ウィキリークスが、またもや大量の機密文書公開に踏み切った。

 「国際的内部告発サイト」として知られるウィキリークスは、今年すでに2回にわたってアフガニスタン、イラク両戦争におけるアメリカ軍の戦闘ログ(記録)合計49万件を公開、大きな波紋を呼んだ。これで機密文書はもう出し切ったのだろうと思っていたら、そうではなかった。

米国務省と全世界にある拠点との
公電が暴露された

 今回おおやけにされるのは、世界各国にある274の米国大使館、領事館とワシントンの国務省との間で交わされた外交公電だ。1966年12月から2010年2月の間に通信されたもので、その数は実に25万1287件に達する。公開は第1弾が11月28日に行われ、その後断続的に続くようだ。
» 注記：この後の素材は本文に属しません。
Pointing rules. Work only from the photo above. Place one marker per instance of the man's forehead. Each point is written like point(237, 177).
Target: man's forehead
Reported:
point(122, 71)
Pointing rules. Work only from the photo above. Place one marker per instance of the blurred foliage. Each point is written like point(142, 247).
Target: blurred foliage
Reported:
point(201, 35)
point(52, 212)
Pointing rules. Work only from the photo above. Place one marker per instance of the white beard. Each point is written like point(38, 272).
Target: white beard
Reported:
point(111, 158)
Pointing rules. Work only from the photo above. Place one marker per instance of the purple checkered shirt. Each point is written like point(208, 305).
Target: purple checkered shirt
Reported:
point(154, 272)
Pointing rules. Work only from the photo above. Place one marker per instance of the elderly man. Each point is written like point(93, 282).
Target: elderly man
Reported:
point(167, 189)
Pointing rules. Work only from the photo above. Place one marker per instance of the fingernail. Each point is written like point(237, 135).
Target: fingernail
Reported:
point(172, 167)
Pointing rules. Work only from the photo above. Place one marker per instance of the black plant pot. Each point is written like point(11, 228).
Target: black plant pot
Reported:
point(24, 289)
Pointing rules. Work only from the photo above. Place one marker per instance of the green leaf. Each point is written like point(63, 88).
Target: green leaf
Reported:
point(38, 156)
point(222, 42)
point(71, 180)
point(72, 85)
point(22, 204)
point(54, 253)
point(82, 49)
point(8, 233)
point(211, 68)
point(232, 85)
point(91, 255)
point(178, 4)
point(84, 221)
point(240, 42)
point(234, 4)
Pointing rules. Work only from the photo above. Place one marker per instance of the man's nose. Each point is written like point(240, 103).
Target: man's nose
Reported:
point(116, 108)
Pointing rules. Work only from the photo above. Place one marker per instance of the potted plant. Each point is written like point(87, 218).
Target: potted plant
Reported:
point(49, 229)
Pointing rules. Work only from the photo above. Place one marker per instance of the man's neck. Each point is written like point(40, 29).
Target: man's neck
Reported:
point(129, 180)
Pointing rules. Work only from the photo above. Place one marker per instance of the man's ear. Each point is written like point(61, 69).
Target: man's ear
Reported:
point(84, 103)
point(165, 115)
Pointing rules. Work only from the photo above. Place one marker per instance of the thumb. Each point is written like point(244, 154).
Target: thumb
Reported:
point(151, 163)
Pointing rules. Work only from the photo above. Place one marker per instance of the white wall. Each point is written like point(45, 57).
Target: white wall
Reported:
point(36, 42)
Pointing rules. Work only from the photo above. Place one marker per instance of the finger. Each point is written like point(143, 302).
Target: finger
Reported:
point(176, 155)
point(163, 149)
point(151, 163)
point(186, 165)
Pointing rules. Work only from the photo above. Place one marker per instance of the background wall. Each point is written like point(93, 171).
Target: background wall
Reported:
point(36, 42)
 前回、前々回の戦闘ログは軍内部の情報で、地域もアフガニスタン、イラクと比較的限定されたものだったが、今回は違う。中東、ロシア、アジア、ヨーロッパ、アフリカ、南米と世界にまたがり、内容も外交、内政、経済、テロ、人権、国連安保理事会などに広範囲に渡っている。
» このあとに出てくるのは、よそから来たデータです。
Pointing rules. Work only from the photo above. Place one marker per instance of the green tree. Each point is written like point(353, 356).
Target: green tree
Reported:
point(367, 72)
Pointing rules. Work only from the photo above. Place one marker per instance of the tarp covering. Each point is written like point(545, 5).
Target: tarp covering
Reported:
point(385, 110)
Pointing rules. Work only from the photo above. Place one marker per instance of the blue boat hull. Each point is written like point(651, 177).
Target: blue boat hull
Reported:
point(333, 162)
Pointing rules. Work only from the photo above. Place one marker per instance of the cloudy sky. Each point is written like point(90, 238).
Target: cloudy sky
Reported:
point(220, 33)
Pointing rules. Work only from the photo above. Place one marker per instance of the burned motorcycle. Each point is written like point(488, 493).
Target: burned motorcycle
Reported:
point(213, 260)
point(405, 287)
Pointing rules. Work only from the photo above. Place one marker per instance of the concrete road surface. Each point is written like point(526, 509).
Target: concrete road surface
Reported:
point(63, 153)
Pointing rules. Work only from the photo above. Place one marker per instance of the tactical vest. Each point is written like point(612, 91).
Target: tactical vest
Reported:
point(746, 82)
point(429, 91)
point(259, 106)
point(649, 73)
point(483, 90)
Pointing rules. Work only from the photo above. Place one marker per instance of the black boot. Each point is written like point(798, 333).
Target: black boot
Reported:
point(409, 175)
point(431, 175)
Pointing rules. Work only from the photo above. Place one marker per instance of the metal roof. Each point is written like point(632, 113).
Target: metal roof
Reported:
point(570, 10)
 つまり、ウィキリークスの力がほぼ世界中に飛び火し、各国はアメリカ外交の本音を見せつけられるはめになったのだ。ヒラリー・クリントン国務長官は各国に電話を入れ、情報漏洩に関して謝罪しているところらしい。

 国別で言うと、東京の米国大使館発公電は米国(国務省)、アンカラ(トルコ)、バグダッド(イラク)発のものに次いで、4番めに多数の文書が公開されることになっているが、まだサイトには掲載されていない模様。米軍基地移転問題、民主党政権などに対して、アメリカが内部でどんなやりとりを交わしたのかが、いずれ明らかになるだろう。